Viele haben gefragt, warum gesungen wird und nicht gesprochen. Ich habe versucht, ihnen das anhand ihrer eigenen Erfahrungen zu erklären und die Gegenfrage gestellt, wann sie selbst denn singen würden. Da haben sie rasch verstanden, dass sie ihre Gefühle mit dem Gesang stimmiger ausdrücken können, als mit reiner Sprache. Eine weitere häufig gestellte Frage war, ob der Kaiser absichtlich mit einem Schwarzen besetzt wurde. Ja natürlich habe ich das absichtlich gemacht. Ich habe eine Abscheu vor politisch korrekter Kunst und abenteuerlicher Politik. Nur mit politisch unkorrekter Kunst kann man Lösungskompetenz für soziale Probleme aufzeigen, nur so kann man auch den Leuten Mut machen, zu jenen Menschen zu werden, die sie selbst eigentlich sein könnten. Die Politik kann die Voraussetzungen für ein friedliches Zusammenleben schaffen, aber erst die Kunst kann den richtigen Ansporn dazu bringen. Bei den Kursen habe ich mit den Kindern in einer Gruppe das Problem der Ausgrenzung thematisiert. Also das Thema, das in der Oper behandelt wird. Sie haben in der eigenen Gruppe ein rothaariges Mädchen ausgesucht, das sie dazu auserkoren hatten, von der Gruppe ausgegrenzt zu werden.
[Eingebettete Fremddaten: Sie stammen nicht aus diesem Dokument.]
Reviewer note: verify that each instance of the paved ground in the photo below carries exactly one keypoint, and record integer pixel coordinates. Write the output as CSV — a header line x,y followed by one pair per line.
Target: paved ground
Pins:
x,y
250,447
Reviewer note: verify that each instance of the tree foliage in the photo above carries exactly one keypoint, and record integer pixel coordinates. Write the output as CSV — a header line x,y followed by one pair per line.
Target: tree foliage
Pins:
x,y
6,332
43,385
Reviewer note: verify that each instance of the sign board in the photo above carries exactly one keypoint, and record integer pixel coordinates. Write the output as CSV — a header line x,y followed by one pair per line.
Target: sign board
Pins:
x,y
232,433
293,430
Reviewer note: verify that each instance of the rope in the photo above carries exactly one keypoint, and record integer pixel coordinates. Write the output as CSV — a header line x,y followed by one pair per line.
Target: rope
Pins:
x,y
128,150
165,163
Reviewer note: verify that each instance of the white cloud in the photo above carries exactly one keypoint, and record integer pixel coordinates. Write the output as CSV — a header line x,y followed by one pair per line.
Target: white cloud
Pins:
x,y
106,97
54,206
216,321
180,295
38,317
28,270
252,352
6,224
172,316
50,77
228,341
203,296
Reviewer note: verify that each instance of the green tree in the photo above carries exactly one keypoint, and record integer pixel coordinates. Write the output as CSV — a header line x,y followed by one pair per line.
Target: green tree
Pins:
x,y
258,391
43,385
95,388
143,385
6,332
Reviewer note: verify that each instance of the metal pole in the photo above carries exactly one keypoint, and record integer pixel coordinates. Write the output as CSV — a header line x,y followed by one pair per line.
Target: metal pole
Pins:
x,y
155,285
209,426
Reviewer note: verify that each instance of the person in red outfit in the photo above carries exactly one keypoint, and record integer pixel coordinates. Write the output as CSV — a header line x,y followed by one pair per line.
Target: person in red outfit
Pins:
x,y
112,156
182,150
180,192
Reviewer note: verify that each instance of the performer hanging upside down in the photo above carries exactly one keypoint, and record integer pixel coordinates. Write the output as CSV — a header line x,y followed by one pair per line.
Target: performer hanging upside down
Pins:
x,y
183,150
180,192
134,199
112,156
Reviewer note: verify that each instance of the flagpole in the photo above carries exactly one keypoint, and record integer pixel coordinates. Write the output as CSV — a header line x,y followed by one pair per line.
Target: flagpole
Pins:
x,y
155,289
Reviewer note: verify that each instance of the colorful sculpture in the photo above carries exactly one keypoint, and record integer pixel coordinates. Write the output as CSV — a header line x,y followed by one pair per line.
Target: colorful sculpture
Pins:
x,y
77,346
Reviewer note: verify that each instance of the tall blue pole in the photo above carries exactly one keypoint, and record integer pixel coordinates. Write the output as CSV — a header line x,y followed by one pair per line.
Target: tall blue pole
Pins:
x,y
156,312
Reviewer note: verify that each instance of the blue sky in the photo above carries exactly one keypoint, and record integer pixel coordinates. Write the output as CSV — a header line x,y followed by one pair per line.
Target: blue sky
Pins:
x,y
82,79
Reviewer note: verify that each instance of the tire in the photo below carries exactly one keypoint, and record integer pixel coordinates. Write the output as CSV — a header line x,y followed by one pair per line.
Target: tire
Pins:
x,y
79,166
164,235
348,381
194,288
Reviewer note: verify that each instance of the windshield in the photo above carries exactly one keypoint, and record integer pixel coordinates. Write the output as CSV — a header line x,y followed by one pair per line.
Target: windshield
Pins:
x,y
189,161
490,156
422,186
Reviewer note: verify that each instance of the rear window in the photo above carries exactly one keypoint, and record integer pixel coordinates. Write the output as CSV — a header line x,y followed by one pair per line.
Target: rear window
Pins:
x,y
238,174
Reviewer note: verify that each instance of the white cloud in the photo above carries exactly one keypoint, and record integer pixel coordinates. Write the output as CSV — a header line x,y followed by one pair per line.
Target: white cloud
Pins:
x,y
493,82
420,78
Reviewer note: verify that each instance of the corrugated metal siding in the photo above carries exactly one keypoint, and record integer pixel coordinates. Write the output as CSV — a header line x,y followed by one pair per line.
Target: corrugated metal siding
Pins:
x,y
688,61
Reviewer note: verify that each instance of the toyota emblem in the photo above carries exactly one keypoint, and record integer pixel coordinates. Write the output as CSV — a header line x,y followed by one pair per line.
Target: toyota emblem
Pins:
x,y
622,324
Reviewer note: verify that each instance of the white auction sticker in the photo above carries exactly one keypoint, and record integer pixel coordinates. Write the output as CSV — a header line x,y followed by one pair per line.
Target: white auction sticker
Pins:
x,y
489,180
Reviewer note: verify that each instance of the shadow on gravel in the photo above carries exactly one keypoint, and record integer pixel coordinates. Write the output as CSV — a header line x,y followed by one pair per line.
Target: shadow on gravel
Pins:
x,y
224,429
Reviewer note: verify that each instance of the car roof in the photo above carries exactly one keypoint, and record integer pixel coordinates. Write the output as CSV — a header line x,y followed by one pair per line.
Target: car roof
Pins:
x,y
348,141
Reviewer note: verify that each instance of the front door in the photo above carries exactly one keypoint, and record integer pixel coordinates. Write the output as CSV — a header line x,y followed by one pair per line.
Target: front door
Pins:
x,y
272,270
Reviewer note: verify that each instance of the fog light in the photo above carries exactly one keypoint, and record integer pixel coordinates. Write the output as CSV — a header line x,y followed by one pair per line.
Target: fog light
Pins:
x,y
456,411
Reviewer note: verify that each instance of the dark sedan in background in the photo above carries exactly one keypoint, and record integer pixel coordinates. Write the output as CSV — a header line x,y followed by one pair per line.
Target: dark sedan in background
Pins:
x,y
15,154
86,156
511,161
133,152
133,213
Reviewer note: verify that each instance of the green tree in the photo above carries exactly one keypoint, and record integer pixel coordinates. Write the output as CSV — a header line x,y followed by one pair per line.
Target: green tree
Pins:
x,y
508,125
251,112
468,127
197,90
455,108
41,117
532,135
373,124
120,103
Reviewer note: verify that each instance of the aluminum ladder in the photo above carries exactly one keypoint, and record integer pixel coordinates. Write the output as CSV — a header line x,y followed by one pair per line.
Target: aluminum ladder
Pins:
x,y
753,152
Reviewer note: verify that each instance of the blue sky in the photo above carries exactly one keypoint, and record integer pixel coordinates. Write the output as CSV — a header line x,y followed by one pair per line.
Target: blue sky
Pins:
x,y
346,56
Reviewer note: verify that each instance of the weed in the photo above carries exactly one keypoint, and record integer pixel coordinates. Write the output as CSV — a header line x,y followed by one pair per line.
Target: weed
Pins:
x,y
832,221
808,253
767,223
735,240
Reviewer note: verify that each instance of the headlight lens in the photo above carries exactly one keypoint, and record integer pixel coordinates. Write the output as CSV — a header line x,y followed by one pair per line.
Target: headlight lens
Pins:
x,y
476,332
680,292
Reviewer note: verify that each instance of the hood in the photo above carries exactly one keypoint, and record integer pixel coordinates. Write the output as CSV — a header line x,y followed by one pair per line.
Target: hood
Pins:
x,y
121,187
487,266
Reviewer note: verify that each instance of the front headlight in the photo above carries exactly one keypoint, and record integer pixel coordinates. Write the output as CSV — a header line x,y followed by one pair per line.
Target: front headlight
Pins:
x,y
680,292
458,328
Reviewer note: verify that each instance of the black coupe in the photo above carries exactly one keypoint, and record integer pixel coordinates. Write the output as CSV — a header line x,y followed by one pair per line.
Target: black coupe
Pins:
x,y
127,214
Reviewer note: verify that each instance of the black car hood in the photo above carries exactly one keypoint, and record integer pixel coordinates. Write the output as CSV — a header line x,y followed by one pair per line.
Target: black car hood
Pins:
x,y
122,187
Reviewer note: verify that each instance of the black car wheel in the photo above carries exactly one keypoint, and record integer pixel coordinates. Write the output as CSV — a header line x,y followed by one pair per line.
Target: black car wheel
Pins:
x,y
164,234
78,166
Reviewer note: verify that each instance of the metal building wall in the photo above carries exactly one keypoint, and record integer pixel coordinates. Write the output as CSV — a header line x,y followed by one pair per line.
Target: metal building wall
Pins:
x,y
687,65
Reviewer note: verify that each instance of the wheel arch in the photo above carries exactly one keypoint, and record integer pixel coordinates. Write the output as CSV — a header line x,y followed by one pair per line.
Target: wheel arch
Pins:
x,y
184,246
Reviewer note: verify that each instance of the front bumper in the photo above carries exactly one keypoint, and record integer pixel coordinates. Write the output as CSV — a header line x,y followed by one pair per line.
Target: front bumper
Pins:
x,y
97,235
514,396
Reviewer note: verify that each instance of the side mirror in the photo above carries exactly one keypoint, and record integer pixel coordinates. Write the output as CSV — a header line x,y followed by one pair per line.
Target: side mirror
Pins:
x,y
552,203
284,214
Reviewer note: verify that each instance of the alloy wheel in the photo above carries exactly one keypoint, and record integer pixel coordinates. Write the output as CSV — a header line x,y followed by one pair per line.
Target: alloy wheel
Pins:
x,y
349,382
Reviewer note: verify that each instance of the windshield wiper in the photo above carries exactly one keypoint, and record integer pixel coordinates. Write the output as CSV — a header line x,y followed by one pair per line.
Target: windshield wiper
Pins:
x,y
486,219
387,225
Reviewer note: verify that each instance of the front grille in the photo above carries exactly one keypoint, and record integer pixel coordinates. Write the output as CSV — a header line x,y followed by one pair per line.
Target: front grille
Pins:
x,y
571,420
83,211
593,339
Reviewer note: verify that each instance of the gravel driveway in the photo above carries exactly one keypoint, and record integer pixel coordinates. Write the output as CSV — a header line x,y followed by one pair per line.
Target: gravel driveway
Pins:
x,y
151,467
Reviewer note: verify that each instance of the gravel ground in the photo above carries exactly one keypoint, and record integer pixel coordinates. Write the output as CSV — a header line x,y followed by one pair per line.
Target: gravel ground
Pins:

Ein zweites Mädchen war türkischstämmig, aber im Gegensatz zur Rothaarigen, die alles über sich ergehen ließ, hat dieses ihre Freundinnen aktiviert, die ihr beigestanden sind, sich vor sie hingestellt haben und aktiv gegen die Ausgrenzung aufgetreten sind. Ich habe das rothaarige Mädchen ermuntert, sich zu wehren, was sie dann auch getan hat. Das sind Erfahrungen, die können die Kinder auch später in ihrem Leben einsetzen, wenn es nötig ist.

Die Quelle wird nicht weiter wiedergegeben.